For one, being aware of how easily fraudsters can create AI videos of virtually anything, those who are open minded to the possibility of UFOs being some kind of extraterrestrial, or interdimensional phenomenon, could be dissuaded from their beliefs more than they ever would by the arguments of skeptics from the worlds of science and academia. If enough UFO videos are exposed as hoaxes, if the public becomes just cynical enough about video evidence of any sort, the interest in trying to figure out the truth behind this phenomenon could fade. If we assume that anything could be faked, then the claim of something as extraordinary as UFOs will just automatically be assumed to be a hoax and visual evidence will automatically be discounted as anything worthy of further investigation.
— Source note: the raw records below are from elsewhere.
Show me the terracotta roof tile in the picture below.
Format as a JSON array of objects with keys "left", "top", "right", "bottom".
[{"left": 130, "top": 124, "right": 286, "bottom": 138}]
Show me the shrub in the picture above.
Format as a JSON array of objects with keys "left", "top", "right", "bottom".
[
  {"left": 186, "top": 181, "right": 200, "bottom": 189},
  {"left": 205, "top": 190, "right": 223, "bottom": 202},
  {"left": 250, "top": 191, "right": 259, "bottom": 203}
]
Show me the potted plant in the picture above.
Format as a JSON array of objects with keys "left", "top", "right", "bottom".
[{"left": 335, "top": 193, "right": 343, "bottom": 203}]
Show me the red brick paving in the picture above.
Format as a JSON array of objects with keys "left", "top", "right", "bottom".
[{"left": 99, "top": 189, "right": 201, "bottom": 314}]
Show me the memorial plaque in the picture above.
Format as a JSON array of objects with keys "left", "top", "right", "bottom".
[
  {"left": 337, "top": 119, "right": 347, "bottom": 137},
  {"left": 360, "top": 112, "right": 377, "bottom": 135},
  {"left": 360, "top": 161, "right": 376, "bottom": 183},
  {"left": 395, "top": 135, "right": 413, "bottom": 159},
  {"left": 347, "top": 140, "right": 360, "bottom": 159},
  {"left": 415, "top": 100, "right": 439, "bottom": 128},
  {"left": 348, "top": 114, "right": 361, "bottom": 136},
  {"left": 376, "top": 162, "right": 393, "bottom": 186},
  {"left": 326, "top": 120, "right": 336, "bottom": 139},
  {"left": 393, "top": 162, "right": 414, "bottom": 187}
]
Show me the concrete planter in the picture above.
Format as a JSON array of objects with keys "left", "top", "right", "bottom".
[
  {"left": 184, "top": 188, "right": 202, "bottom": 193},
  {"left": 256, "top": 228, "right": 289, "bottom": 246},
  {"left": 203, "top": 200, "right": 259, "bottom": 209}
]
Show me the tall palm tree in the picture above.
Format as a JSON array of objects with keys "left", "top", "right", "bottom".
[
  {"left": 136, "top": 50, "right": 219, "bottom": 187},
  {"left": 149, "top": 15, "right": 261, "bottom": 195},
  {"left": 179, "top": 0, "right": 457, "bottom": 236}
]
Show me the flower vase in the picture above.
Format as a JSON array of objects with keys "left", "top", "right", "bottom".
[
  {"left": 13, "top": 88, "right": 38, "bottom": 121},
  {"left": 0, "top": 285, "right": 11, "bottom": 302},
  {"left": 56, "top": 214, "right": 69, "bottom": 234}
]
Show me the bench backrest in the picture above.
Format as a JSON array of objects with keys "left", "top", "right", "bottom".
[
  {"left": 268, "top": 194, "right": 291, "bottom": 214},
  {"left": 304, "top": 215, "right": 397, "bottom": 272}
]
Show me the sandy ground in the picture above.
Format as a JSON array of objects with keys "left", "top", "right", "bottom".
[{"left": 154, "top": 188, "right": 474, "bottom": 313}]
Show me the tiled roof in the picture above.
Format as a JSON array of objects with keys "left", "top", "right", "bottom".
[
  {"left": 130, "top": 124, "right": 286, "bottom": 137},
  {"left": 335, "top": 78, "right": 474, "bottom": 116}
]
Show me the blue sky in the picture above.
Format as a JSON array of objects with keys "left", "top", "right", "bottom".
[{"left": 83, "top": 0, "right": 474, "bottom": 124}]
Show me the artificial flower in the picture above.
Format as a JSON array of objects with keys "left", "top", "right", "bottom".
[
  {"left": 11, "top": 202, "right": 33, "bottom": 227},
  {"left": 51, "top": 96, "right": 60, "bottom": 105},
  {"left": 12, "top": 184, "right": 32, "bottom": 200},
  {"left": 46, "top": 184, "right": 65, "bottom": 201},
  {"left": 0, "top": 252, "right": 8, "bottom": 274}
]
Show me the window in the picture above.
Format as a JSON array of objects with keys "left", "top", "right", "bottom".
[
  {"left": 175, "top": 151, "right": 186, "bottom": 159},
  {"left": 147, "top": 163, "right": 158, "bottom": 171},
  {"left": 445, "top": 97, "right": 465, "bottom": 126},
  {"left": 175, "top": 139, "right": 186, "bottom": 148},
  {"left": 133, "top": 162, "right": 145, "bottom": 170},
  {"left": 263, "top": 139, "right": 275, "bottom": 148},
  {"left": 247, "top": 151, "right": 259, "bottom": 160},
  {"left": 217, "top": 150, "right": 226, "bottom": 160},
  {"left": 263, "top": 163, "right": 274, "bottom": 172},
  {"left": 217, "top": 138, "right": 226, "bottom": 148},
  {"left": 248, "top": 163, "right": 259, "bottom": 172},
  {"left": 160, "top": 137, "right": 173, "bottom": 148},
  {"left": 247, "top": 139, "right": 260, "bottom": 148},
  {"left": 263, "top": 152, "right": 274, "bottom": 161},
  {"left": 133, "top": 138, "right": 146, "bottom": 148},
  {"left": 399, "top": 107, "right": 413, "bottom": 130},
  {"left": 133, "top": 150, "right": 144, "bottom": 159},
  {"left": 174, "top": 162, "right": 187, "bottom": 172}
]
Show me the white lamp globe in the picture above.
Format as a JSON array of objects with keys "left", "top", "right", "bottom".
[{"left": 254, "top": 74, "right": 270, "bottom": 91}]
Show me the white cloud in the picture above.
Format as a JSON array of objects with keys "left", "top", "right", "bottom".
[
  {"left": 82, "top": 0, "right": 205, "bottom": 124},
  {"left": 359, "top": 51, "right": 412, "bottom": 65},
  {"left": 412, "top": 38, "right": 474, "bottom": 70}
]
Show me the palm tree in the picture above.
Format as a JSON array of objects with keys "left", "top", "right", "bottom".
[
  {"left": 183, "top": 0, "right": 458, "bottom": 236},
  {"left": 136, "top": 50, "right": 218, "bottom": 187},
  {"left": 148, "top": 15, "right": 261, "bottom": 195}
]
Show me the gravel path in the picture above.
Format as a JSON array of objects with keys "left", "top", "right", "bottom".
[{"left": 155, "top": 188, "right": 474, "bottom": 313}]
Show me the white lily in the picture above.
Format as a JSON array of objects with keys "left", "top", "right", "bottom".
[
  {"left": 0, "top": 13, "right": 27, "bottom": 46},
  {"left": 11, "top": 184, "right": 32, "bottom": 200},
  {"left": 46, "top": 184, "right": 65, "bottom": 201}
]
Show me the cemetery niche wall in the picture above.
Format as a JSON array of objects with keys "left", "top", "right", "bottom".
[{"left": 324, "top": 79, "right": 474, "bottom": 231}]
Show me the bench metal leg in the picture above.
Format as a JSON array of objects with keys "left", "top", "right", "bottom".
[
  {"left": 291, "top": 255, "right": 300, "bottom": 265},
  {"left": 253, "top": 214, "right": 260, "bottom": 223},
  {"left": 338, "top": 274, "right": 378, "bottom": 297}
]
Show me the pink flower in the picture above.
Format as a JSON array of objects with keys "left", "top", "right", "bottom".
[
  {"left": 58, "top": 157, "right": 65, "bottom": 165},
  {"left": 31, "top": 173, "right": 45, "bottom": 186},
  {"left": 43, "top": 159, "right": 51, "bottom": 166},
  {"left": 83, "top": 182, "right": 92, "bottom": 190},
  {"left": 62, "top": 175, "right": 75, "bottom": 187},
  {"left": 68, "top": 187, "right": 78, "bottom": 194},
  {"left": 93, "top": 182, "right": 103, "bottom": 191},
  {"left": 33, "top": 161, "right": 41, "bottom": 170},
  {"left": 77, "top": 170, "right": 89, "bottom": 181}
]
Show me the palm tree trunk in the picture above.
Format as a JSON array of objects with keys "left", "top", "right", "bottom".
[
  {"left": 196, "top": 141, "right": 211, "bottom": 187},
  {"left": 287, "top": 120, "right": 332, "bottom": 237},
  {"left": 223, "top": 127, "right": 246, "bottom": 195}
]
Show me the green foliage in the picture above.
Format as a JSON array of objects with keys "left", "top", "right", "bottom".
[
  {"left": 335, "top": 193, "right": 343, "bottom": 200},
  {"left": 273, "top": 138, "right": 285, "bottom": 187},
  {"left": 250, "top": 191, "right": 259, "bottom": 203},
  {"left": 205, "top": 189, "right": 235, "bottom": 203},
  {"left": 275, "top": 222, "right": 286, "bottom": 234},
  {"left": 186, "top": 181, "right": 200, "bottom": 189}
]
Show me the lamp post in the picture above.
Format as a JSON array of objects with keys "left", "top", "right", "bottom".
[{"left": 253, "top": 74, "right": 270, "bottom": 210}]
However, I would add that the impact of cynicism on UFOlogy by AI is should not necessarily be seen as something negative. Even those who are open minded to the possibility or otherworldly visitation to the Earth should admit that our suspicion of AI trickery would merely demand absolutely solid, incontrovertible proof of the existence of UFOs. Disclosure will be accepted as being a real once someone can produce evidence better than just videos. The standard of proof for extraterrestrial visitation will just be raised. We would need to see actual alien aircraft or extraterrestrials themselves before we can believe in their existence. So, people like Lue Elizondo and Ross Coulthart and David Grusch would need to go beyond merely making claims about being given inside information by their unnamed sources—people who keep claiming to have seen crashed alien craft, alien creatures, and back-engineered technology but can never produce any actual physical evidence.
Governments might actually be able to use our growing suspicions over AI to further deny and obfuscate the UFO issue. Rather than just merely giving the official denials of the existence of extraterrestrial craft in the skies, as the government has been doing for decades, the best debunking effort could actually use deepfake AI videos to do the job. This could involve the government’s creation of debunkable AI-created UFO videos and flood the Internet and social media with them. After enough of the “shocking” UFO videos would be exposed as hoaxes, the general public’s interest in the topic would fade and so would calls for further investigations. In the public’s mind, there really would be no need for any disclosure, or costly investigations, into something that does not exist.
Furthermore, another purpose intelligence agencies could have to create AI-generated UFO videos would be as a part of a social/psychological experiment. There would be a lot of value in understanding how the modern world reacts to claims of the fantastic. It could lead to a more nuanced understanding of how people react to the unknown, to what extent they are afraid of the unknown, and how they form new belief systems in the new world of synthetic media.
This is perhaps among the greatest dangers AI could pose for the social fabric. Questionable videos and images all around us will ultimately erode consensus reality. It will erode a collective experience of reality and the objective world. Moreover, perfectly lifelike AI images flooding cyberspace will also dissuade people from believing any information that is not in line with their existing dogmas. People could say something to the effect that “I don’t care that the news showed me images of a war zone or a natural disaster or a crime being committed somewhere. Those images are probably AI fakes and I don’t believe that war actually happened or that a hurricane struck somewhere.” In 1993 the satirical novel “Wag the Dog,” by Larry Beinhart used a plot of the first Gulf War being nothing more than a hoax orchestrated by the government and Hollywood producers. Very soon, thanks to AI, we might actually wind up in the world of “Wag the Dog.”
New communication technology has always had profound impacts on people’s perceptions of reality. In the case of alien contact, we saw the kind of panic that could be created by a real-sounding radio broadcast in 1938 when Orson Welles famously touched off a panic among some listeners with his “War of the Worlds” broadcast. Although radio was not a new medium at the time, Welles’ adaptation of a news-broadcast-format for his dramatization of the H.G. Wells novel was unique. Some people in the audience simply could not believe that something presented on the radio could possibly be a hoax. Welles’ audience was given perhaps the same kind of shock as the kind we are feeling today in the age of AI: how can we possibly believe what’s real or not if it sounds so real?